When not being used for actual live performances in the theater, the Disklavier will remain on stage to automatically perform the myriad songs from its vast software library.
In addition, MIM plans to explore the full potential of Yamaha's groundbreaking Disklavier RemoteLive technology. Here, a pianist can perform live on the Disklavier in the theater and have his or her exact keystrokes and pedal movements transmitted live and in real time to other networked Disklavier pianos anywhere in the world.
The performance plays back live at the receiving end—a college classroom, another performance venue, even a living room—with the Disklavier's keys and pedals moving up and down to faithfully recreate the pianist's music.
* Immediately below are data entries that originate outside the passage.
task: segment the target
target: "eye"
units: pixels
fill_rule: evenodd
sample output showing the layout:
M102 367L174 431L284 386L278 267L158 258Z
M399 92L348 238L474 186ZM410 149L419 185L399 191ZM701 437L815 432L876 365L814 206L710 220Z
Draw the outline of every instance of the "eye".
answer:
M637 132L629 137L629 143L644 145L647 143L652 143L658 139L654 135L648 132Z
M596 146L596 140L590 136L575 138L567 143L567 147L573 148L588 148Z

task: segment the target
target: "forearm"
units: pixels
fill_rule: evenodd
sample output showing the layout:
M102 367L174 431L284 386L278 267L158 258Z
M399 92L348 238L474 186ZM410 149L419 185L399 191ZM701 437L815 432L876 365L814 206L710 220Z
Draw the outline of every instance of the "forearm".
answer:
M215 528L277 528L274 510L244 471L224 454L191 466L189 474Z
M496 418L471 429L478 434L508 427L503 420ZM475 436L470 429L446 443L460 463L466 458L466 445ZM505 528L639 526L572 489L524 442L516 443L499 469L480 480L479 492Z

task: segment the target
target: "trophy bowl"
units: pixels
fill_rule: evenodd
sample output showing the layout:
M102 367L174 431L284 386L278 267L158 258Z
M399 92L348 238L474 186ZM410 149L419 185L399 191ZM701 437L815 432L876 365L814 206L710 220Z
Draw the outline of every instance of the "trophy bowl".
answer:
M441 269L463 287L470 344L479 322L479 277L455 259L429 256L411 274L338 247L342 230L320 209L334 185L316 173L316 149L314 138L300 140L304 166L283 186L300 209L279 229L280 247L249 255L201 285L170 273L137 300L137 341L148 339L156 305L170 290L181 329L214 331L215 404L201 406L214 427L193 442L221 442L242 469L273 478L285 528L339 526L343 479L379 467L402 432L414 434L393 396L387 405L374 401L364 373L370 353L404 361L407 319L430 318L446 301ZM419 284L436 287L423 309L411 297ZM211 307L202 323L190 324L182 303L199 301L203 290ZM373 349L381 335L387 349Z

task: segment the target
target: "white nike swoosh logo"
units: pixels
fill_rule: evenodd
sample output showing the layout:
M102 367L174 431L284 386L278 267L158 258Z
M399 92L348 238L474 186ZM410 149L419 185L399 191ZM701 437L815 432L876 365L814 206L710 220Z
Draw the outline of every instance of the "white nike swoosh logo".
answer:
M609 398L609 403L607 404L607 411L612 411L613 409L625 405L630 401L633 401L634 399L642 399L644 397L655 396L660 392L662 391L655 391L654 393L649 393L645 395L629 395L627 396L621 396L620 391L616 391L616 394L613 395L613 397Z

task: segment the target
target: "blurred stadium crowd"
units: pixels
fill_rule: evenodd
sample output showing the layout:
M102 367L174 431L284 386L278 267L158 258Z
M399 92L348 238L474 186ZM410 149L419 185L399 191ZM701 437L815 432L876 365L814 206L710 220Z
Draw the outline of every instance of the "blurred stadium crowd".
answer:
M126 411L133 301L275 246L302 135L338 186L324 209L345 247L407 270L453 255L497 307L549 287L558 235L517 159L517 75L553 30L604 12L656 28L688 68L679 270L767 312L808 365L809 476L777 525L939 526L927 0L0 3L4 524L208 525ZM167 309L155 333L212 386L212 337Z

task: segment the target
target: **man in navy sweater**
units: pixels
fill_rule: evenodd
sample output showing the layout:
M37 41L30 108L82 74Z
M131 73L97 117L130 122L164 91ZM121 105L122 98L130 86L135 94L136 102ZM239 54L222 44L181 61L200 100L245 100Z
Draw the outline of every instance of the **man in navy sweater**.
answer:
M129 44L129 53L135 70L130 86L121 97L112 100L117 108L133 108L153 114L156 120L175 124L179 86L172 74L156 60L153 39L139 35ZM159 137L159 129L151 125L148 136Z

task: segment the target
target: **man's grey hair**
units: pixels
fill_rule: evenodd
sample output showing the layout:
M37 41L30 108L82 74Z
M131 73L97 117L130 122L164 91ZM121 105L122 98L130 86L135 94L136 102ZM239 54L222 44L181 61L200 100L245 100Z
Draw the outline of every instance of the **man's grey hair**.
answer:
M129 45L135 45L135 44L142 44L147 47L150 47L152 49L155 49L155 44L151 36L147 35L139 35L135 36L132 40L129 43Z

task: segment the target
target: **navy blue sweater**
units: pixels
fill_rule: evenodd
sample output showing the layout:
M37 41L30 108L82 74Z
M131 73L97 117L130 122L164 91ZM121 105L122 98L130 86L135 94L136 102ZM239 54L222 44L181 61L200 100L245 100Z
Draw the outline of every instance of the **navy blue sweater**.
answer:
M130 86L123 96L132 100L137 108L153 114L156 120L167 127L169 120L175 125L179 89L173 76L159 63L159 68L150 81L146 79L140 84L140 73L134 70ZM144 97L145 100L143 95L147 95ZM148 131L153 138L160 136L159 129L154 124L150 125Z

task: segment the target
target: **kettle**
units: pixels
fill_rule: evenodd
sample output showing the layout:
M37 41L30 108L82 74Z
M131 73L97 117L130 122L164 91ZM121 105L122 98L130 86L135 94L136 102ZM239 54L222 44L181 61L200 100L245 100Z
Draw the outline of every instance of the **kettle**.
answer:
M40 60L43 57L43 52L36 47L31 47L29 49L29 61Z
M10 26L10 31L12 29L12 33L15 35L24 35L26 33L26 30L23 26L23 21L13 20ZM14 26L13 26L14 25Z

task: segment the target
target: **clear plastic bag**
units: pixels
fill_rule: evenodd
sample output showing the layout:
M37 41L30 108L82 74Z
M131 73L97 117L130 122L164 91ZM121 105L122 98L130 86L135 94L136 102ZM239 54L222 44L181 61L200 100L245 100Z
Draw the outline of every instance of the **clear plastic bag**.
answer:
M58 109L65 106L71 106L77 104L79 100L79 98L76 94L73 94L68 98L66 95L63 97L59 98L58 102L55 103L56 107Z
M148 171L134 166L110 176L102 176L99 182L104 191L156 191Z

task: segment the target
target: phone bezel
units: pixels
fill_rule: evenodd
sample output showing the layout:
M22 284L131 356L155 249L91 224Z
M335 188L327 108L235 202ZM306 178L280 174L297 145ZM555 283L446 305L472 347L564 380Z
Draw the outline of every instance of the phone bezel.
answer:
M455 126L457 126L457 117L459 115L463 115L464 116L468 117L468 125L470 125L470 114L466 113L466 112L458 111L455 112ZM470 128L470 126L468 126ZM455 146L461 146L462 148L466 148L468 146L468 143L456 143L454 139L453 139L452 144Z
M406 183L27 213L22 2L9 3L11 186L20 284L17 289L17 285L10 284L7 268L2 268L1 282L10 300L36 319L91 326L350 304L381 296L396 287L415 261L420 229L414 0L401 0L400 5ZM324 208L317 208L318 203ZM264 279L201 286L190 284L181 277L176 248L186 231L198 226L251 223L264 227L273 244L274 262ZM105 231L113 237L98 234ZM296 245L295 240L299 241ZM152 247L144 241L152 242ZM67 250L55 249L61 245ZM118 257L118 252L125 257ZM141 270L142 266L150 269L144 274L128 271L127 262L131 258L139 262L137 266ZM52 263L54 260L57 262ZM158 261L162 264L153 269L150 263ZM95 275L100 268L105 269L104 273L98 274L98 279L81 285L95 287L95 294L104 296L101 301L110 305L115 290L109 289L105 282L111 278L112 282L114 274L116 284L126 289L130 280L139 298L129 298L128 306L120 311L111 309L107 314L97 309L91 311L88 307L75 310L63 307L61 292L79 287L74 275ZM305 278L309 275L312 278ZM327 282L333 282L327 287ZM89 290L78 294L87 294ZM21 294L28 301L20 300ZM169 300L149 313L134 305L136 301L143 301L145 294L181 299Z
What is more, the entire performance (pianist and ensemble) appears on a big screen television, and in perfect sync with the piano. With musicians conceivably thousands of miles away from their audiences, this remarkable technology redefines the nature of piano performance and education, and opens up many opportunities for enhancing programming at the museum.
"The Musical Instrument Museum is doing a wonderful job presenting a broad range of compelling and innovative musical presentations, so it's natural for Yamaha to share its mission and to be a part of this magnificent collection," said Rick Young, Senior Vice President, Yamaha Corporation of America. "This is the kind of interactive museum experience that brings smiles to people's faces and reinforces the grandeur of music across all cultures."